Les femmes juives sont astreintes à toutes les Mitsvot (sauf les Mitsvot positives dépendantes du temps). Cependant, on considère que trois Mitsvot les concernent particulièrement :

- L’allumage des bougies de Chabbat et des fêtes juives : étant donné que les femmes et filles sont plus souvent à la maison que les hommes, il leur revient d’allumer, chaque veille de Chabbat et de fêtes juives, la ou les bougies qui éclaireront la table du vendredi soir. Pour cela, il convient de se renseigner en chaque endroit sur l’horaire limite à ne pas dépasser. On a l’habitude de glisser quelques pièces dans la boîte de Tsedaka (charité) avant d’allumer.
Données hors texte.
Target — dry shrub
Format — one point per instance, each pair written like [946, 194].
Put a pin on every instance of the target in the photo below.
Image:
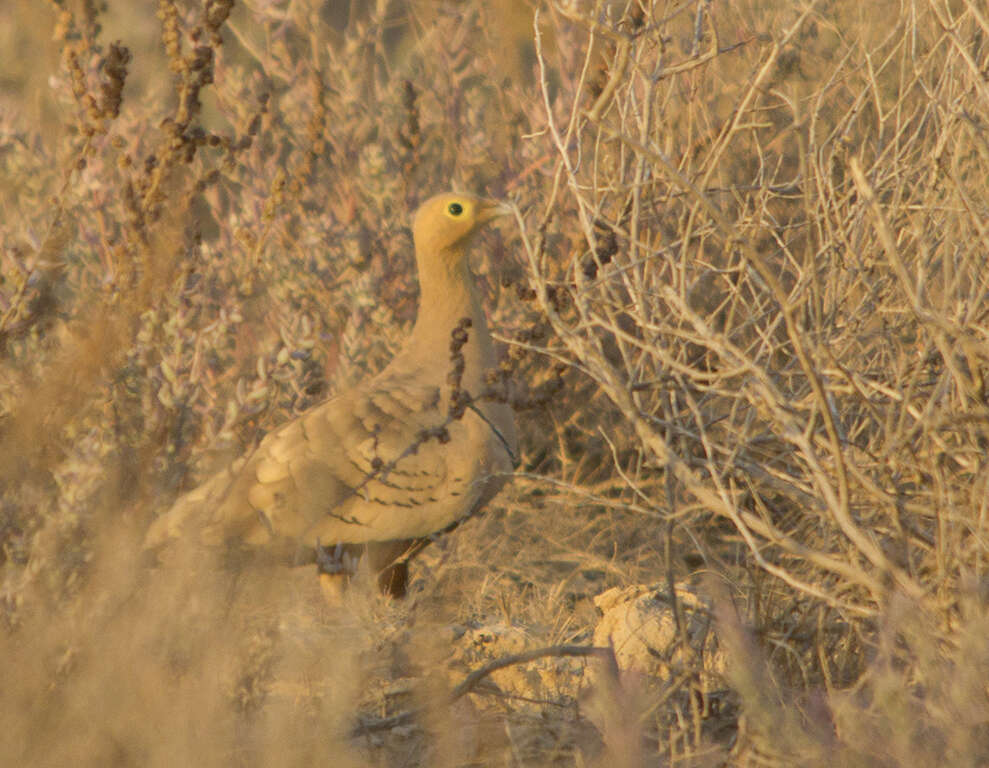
[751, 242]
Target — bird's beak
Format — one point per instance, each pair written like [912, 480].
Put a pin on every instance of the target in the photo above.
[491, 209]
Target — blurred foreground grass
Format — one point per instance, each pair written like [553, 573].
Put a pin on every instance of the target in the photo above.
[753, 236]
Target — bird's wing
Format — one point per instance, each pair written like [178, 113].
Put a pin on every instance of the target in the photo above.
[347, 471]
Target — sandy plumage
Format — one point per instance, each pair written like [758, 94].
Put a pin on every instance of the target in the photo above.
[383, 464]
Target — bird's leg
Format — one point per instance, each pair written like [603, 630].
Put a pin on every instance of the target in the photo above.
[389, 561]
[335, 568]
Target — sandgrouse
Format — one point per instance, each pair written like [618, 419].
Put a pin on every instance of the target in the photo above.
[381, 467]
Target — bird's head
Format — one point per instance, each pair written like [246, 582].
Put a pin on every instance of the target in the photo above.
[447, 221]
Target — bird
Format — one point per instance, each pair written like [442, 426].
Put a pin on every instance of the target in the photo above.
[380, 468]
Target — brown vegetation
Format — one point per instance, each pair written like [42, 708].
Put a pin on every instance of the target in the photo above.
[751, 240]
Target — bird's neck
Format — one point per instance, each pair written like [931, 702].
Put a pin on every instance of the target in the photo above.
[448, 293]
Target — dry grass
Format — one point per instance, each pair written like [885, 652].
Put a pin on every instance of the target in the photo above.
[751, 236]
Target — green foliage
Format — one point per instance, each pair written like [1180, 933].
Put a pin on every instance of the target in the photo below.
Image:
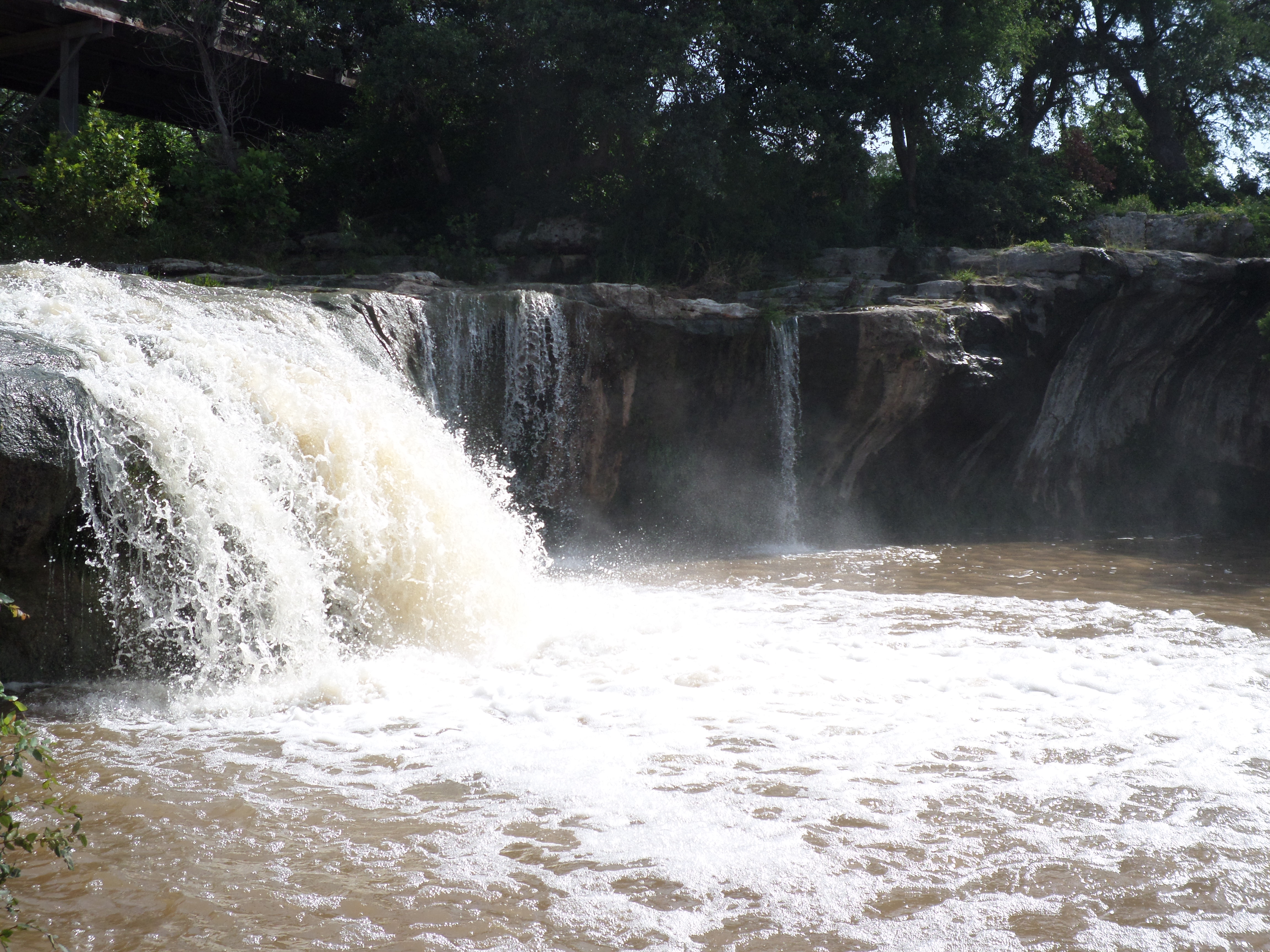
[462, 254]
[28, 788]
[209, 210]
[1135, 204]
[89, 192]
[698, 136]
[13, 608]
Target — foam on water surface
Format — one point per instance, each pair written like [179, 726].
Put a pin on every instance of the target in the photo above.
[395, 733]
[265, 485]
[756, 765]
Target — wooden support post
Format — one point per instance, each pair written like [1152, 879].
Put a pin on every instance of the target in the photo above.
[68, 89]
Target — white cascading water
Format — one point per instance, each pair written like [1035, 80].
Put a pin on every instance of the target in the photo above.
[995, 747]
[783, 375]
[543, 361]
[262, 492]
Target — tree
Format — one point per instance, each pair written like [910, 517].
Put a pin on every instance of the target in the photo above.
[222, 34]
[1192, 69]
[925, 56]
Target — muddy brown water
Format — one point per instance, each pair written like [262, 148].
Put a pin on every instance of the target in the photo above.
[1006, 746]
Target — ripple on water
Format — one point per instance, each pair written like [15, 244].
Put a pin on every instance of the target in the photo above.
[755, 765]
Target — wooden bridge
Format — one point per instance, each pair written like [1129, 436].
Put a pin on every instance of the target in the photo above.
[78, 47]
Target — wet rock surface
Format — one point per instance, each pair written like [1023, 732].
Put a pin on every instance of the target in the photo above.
[42, 553]
[1066, 391]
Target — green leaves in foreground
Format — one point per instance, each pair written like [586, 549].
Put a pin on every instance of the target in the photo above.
[13, 607]
[25, 757]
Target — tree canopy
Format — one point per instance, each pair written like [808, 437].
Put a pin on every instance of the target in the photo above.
[698, 134]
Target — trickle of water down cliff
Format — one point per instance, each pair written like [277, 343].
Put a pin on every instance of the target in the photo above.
[357, 707]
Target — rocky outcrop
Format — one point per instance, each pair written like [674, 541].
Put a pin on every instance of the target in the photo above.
[42, 553]
[1208, 233]
[1071, 391]
[945, 394]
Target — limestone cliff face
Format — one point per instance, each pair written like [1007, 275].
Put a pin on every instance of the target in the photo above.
[1074, 391]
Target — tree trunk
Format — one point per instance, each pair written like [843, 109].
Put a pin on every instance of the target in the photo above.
[214, 94]
[903, 140]
[1165, 147]
[439, 163]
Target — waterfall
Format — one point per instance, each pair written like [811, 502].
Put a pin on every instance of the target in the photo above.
[783, 375]
[508, 374]
[265, 483]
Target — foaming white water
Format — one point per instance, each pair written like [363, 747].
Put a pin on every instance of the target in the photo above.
[266, 487]
[783, 372]
[759, 765]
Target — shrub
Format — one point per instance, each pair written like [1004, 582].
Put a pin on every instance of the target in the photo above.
[88, 193]
[1135, 204]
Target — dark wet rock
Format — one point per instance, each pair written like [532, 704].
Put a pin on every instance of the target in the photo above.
[1206, 233]
[42, 548]
[1072, 391]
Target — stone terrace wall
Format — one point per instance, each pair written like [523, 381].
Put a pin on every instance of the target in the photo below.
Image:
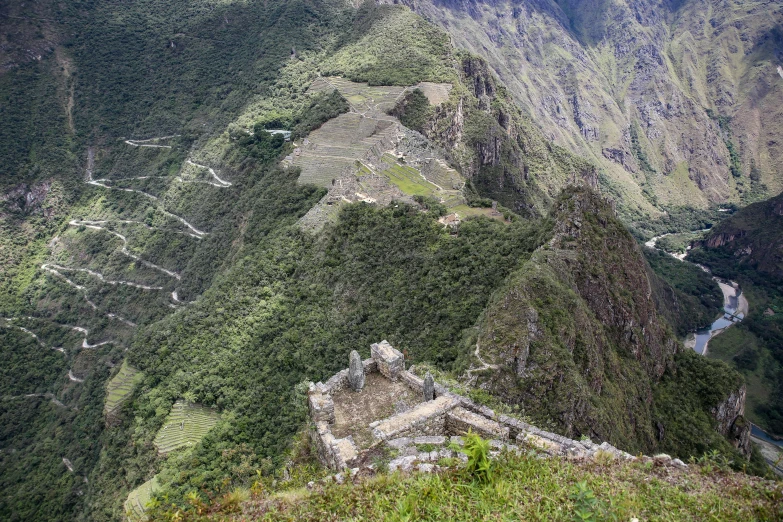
[448, 414]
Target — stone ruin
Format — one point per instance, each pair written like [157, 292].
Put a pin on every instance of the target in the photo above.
[395, 408]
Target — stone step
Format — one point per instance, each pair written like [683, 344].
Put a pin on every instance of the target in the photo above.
[428, 418]
[459, 421]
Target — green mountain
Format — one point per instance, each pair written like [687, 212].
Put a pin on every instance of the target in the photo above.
[677, 102]
[746, 247]
[204, 205]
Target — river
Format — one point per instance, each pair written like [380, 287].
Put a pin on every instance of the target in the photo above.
[735, 305]
[735, 308]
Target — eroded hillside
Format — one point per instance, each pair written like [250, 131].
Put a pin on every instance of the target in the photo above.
[679, 103]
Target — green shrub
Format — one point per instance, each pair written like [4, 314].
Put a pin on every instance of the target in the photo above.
[413, 110]
[323, 107]
[479, 467]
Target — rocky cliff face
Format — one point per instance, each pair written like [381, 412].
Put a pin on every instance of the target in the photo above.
[751, 238]
[731, 420]
[640, 87]
[575, 338]
[495, 145]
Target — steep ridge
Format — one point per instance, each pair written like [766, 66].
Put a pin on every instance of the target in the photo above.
[752, 238]
[574, 337]
[679, 103]
[180, 254]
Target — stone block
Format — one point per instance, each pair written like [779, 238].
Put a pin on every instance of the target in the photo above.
[428, 390]
[540, 443]
[438, 440]
[344, 452]
[427, 418]
[370, 366]
[459, 421]
[414, 383]
[321, 407]
[390, 361]
[398, 443]
[355, 371]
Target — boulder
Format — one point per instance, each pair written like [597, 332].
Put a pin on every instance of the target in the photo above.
[356, 372]
[429, 387]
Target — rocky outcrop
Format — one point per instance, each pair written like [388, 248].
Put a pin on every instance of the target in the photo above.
[752, 237]
[497, 146]
[428, 388]
[356, 371]
[27, 199]
[575, 336]
[587, 71]
[731, 421]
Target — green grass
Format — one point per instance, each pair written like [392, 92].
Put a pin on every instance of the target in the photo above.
[185, 426]
[138, 499]
[121, 386]
[529, 488]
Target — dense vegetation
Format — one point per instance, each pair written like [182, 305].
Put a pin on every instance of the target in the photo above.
[746, 250]
[261, 304]
[261, 316]
[513, 487]
[413, 110]
[689, 299]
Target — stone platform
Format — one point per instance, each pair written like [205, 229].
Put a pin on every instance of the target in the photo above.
[390, 409]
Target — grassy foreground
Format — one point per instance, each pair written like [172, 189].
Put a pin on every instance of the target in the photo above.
[519, 488]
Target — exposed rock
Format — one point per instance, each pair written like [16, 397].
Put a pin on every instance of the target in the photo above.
[731, 420]
[356, 372]
[429, 387]
[390, 361]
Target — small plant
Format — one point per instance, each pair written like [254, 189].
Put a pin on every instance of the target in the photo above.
[231, 502]
[603, 458]
[406, 508]
[477, 450]
[588, 507]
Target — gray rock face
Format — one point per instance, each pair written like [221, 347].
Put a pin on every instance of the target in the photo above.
[429, 387]
[356, 372]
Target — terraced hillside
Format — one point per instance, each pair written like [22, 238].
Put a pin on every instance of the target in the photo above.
[185, 425]
[120, 387]
[368, 155]
[138, 499]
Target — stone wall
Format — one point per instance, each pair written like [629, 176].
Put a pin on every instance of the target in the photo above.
[428, 418]
[448, 414]
[390, 361]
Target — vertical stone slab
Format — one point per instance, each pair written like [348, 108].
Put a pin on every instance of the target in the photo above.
[429, 387]
[321, 405]
[390, 361]
[355, 372]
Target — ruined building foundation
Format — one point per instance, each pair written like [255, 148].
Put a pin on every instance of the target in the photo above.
[394, 409]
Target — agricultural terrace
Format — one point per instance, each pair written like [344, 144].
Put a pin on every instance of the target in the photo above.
[138, 499]
[185, 425]
[121, 386]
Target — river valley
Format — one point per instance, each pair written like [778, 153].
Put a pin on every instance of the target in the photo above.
[735, 305]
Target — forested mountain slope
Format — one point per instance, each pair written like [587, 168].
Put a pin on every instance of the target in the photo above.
[748, 247]
[155, 269]
[679, 102]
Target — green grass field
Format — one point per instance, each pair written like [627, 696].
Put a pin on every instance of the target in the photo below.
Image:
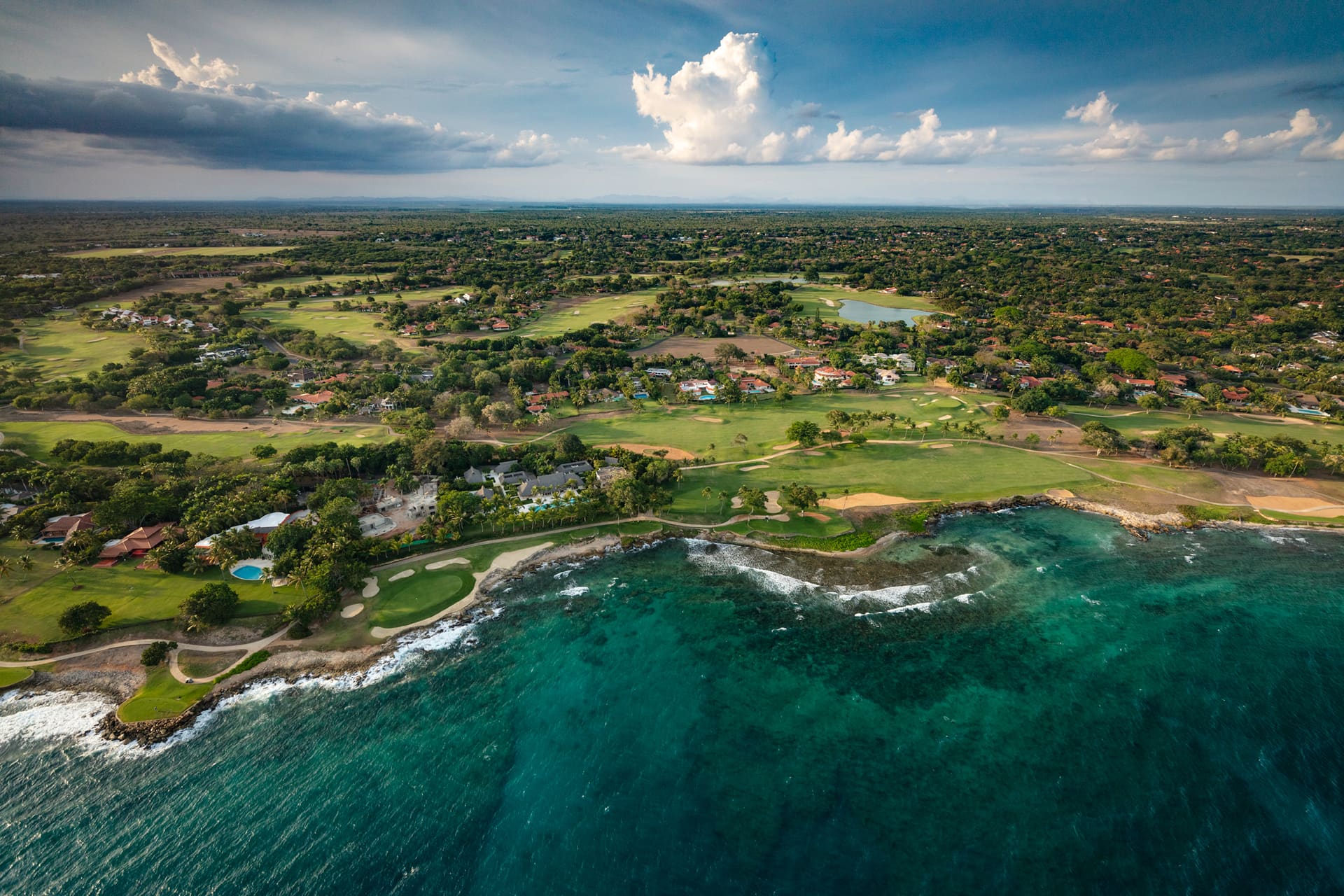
[964, 472]
[10, 678]
[134, 597]
[765, 422]
[185, 250]
[200, 665]
[1138, 424]
[64, 347]
[160, 697]
[419, 597]
[598, 309]
[36, 438]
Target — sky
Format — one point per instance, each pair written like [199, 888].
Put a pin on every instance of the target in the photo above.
[945, 102]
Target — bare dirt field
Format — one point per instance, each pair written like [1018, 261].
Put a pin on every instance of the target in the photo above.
[689, 346]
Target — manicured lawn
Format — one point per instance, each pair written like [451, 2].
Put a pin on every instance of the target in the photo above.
[186, 250]
[64, 347]
[1138, 424]
[765, 422]
[160, 697]
[430, 592]
[36, 438]
[134, 597]
[10, 678]
[594, 311]
[419, 597]
[958, 473]
[207, 665]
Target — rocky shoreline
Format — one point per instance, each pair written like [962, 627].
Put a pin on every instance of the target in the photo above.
[295, 664]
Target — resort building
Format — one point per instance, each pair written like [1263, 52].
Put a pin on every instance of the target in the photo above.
[59, 528]
[136, 545]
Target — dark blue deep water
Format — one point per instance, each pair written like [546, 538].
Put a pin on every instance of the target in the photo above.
[1031, 701]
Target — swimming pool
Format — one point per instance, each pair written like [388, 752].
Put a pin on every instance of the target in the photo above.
[249, 571]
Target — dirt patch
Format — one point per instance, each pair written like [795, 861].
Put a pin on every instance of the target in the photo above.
[440, 564]
[672, 454]
[864, 498]
[1303, 507]
[772, 503]
[690, 346]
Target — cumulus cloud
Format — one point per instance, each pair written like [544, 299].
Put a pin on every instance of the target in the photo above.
[1120, 140]
[926, 143]
[1098, 112]
[197, 112]
[715, 111]
[720, 111]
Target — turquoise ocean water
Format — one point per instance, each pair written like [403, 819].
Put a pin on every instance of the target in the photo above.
[1031, 701]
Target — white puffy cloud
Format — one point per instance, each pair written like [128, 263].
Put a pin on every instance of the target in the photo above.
[926, 143]
[1121, 140]
[198, 112]
[1233, 146]
[720, 111]
[1098, 112]
[715, 111]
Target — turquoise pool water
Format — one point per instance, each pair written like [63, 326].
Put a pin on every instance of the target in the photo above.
[249, 573]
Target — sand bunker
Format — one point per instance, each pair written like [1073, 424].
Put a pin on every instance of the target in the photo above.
[672, 454]
[864, 498]
[1303, 507]
[440, 564]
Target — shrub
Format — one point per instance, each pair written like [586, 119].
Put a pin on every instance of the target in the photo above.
[83, 617]
[207, 606]
[156, 653]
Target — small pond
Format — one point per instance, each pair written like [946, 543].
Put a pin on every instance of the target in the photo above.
[859, 312]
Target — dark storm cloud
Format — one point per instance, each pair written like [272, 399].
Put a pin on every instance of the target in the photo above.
[230, 130]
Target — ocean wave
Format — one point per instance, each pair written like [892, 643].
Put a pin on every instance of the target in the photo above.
[729, 559]
[54, 716]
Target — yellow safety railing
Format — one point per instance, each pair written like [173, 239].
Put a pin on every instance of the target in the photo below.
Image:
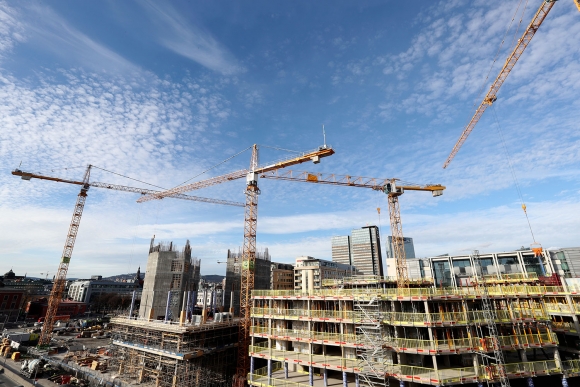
[561, 308]
[571, 366]
[390, 293]
[298, 357]
[444, 376]
[304, 334]
[403, 318]
[515, 341]
[564, 325]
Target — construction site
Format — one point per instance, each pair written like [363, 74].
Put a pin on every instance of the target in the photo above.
[508, 318]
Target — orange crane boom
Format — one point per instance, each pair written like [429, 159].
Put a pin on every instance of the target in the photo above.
[313, 156]
[388, 186]
[60, 277]
[509, 64]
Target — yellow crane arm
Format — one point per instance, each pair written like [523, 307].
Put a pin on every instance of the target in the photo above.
[510, 62]
[388, 186]
[377, 184]
[313, 156]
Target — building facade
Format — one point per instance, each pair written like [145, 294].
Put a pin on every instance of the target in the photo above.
[262, 276]
[10, 303]
[87, 290]
[341, 249]
[566, 261]
[282, 276]
[408, 244]
[37, 309]
[170, 275]
[310, 273]
[361, 249]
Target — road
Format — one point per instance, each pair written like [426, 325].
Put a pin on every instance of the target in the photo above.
[5, 381]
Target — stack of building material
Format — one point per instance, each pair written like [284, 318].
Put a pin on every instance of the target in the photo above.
[87, 361]
[99, 365]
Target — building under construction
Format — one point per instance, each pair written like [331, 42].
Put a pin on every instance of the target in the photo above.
[364, 331]
[152, 352]
[170, 343]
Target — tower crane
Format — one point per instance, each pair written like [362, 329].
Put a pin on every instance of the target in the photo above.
[391, 187]
[60, 277]
[509, 64]
[250, 225]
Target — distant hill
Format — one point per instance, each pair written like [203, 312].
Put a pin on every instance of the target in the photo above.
[129, 276]
[213, 277]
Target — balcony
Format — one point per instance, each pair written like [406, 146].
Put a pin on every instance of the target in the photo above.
[426, 376]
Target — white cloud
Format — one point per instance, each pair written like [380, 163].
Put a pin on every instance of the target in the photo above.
[191, 41]
[49, 31]
[11, 29]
Et, après avoir prononcé la bénédiction, on profitera de ce moment propice pour prier et demander – en abondance – pour soi-même et tout le peuple juif : santé, prospérité, harmonie familiale, Machia’h !

- Le prélèvement de la ‘Halla : le pain étant la nourriture de base, la femme juive en prélève une petite partie quand elle pétrit la pâte pour indiquer qu’elle reconnaît que «D.ieu, dans Sa bonté, nourrit le monde entier» et que, de même, elle n’oublie pas de prélever de la pâte (qui, à l’époque du Temple, était donnée aux Cohanim (prêtres) et qui, de nos jours, doit être brûlée). Parfois les femmes se réunissent pour pétrir et prélever ensemble la ‘Halla, en apprendre les lois et prier toutes ensemble pour la venue de Machia’h. Cette loi représente en condensé toutes les lois de la Cacherout auxquelles les femmes sont particulièrement attentives du fait que ce sont souvent elles qui préparent à manger pour toute la famille. Cela concerne aussi la nourriture spirituelle et c’est la femme qui veille aux bonnes influences autorisées à entrer dans sa maison.

- La pureté familiale et les lois de la Tsniout (pudeur et discrétion). L’existence d’un Mikvé (bain rituel) est tellement centrale dans le judaïsme que sa construction passe avant celle d’une synagogue, d’une école juive, d’une boucherie cachère ou d’un cimetière juif. Les lois de Pureté familiale sont complexes et demandent à être étudiées et révisées avant et après le mariage. Elles sont le mode d’emploi prévu par le Créateur pour le bon fonctionnement du mariage et le cadre dans lequel la vie juive pourra s’épanouir.

Les lois de la Tsniout concernent non seulement l’habillement mais aussi le comportement général de la fille et femme juive qui sont les dignes descendantes de nos matriarches Sarah, Rivka, Ra’hel et Léah.